Enhancing Flood Susceptibility Mapping Through Machine Learning and Multi-Criteria Decision-Making Techniques
DOI:
https://doi.org/10.17102/zmv8.i2.022Keywords:
Flood susceptibility mapping, multi-criteria Decision models, Machine Learning, Criteria Importance Through Intercriteria Correlation, Shannon Entropy Model, Random Forest, Support Vector MachineAbstract
Flooding has historically caused massive social, economic and environmental damage affecting lives and livelihood. There is a concerted effort to study the phenomenon of flooding, hazard assessment, mitigation and prevention of flood and associated risks. In the planning phase, Flood Susceptibility Mapping (FSM) to identify vulnerable areas are useful to provide critical data for preparedness, risk management, and sustainable land use planning. Most flood susceptibility maps are generated using multi-criteria Decision models (MCDM) and Machine Learning models. The reliability and accuracy of Flood Susceptibility Maps are increased by systematic evaluation of multiple flood related factors and their interrelationship which are more easily analyzed by machine learning models. Therefore, the aim of the study is to develop FSM for Toorsa River and the Pasakha River. using the two multi-criteria Decision models, the Shannon Entropy model and the Criteria Importance Through Intercriteria Correlation method.

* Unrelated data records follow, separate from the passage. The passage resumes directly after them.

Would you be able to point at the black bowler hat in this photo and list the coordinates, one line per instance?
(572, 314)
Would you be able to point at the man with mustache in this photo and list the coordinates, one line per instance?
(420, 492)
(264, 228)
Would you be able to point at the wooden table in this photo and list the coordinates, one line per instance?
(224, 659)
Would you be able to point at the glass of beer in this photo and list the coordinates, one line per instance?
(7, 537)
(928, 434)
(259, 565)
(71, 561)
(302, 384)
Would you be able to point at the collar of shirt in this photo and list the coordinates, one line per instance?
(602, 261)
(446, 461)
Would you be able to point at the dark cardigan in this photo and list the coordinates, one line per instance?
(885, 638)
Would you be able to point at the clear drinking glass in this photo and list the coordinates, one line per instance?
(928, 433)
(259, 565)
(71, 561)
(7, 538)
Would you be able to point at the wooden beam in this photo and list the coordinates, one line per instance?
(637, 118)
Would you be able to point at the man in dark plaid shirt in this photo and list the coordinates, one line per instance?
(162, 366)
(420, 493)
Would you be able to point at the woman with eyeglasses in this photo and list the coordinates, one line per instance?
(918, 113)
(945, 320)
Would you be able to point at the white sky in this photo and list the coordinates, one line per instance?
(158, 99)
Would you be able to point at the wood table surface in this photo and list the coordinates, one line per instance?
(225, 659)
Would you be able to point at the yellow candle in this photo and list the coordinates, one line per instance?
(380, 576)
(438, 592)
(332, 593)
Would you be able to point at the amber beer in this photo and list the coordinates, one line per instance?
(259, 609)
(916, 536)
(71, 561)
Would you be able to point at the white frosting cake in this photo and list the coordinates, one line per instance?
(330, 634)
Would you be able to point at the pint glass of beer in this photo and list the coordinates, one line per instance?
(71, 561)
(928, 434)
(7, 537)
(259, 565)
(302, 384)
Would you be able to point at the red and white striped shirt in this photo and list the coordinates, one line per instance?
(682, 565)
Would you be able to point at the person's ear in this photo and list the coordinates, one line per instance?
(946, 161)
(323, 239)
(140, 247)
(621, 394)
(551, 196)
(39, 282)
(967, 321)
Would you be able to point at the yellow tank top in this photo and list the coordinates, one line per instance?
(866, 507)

Further FSM were also developed using two machine learning algorithms of Random Forest and Support Vector Machine. Factors such as elevation, slope, soil type, and land use/land cover, rainfall, and Topographic Wetness Index were assigned weights based on the two MCDM techniques to develop the maps. Similarly, the same factors were used for training ML models and validating their performance in flood-prone area classification. The results of the study shows that Area Under Curve scores were high (0.98) in both the study area using Random Forest while the lowest score of 0.21 was obtained for Pasakha river using the Shannon Entropy Model. In general the Machine Learning models are found to be more accurate, which may be attributed to its ability to interpret data in a non-linear manner unlike the MCDM methods. The final Flood Susceptibility Maps of the study area were produced based on Random Forest models, as it provided the most accurate results.